Elspeth and her brother’s parents were killed by the tyrannical Council for the crime of ‘sedition’. Both of their children still do not know what exactly this involved. They find themselves orphaned in a land ruled with an iron fist by a religious hierarchy that worships a god called Lud and rejects all technology. The few remaining fertile lands are controlled by the Council, who employ an enclave of clergy known as Herders to enforce their belief that the holocaust was a punishment from god and they are his chosen people. Some children are born with mutations due to radiation. The Council hunts them down and sends them to work on labour farms. Less obvious mutations can leave the child undiscovered for many years. These hidden mutants are referred to as Misfits and are greatly feared, for the Herders teach that they are possessed by demons.

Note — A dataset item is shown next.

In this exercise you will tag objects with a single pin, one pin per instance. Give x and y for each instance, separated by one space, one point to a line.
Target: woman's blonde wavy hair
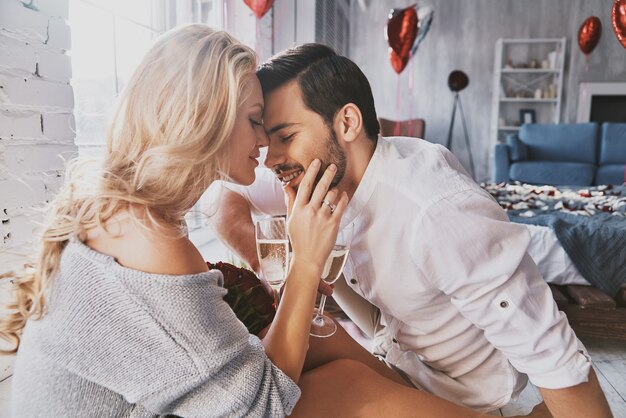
165 146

Elspeth is a Misfit. Her brother is unsympathetic, as over the years he has begun to confuse keeping them both safe from harm, with gaining power and prestige. He wants to become a Herder and is more concerned that if his sister’s secret is discovered, it may rob him of his chosen career. Despite the danger, Elspeth enjoys the abilities she has gained as a Misfit. Sometimes she has premonitions, she can hear thoughts and even, she learns after meeting an old cat named Maruman, speak telepathically to animals.
Then one day an agent from the secretive institution known as Obernewtyn arrives at the orphanage, hunting Misfits. Elspeth is denounced and taken across the blasted countryside to a mountainous fortress where a mysterious Dr. Seraphim is said to perform experiments on children born with mutations. There Elspeth is forced to endure endless days of hard labour, but she also discovers a sense of liberation through being in the company of her own kind. No one has ever seen the strange doctor who is said to run the institution, but occasionally children disappear from their bunks, only to be found later delirious and weakened. Elspeth and her new-found friends decide to plot their escape from Obernewtyn, fearing they will be next. The villainous Madam Vega and her pet Misfit Ariel have other plans for her though and soon she finds herself caught in a struggle between the forces of Obernewtyn and the hidden rebel army of Henry Druid.
Right, first things first, when I announced Children’s Literature Week, I mentioned in the comments that I wanted to get away from the books I had read as a child, primarily Tolkien and Lewis. Seems I have fallen at the second hurdle. Isobelle Carmody riffs shamelessly on Tolkien, even lifting whole lines from The Lord of the Rings and Germano-Celt names. At one point Elspeth has a vision of a giant eye searching for her. At times the book seems derivative of A Canticle for Leibowitz by Walter M. Miller Jr (dytopian religious fanatics) and The Sword of Shannara by Terry Brooks (nuclear holocaust creates fantasy world).
So I am sorry to say there is nothing here I have not read before. I could damn it with faint praise by saying it’s readable (Obernewtyn is like Hogwarts but more realistic, i.e. depressing), but it pains me to do so.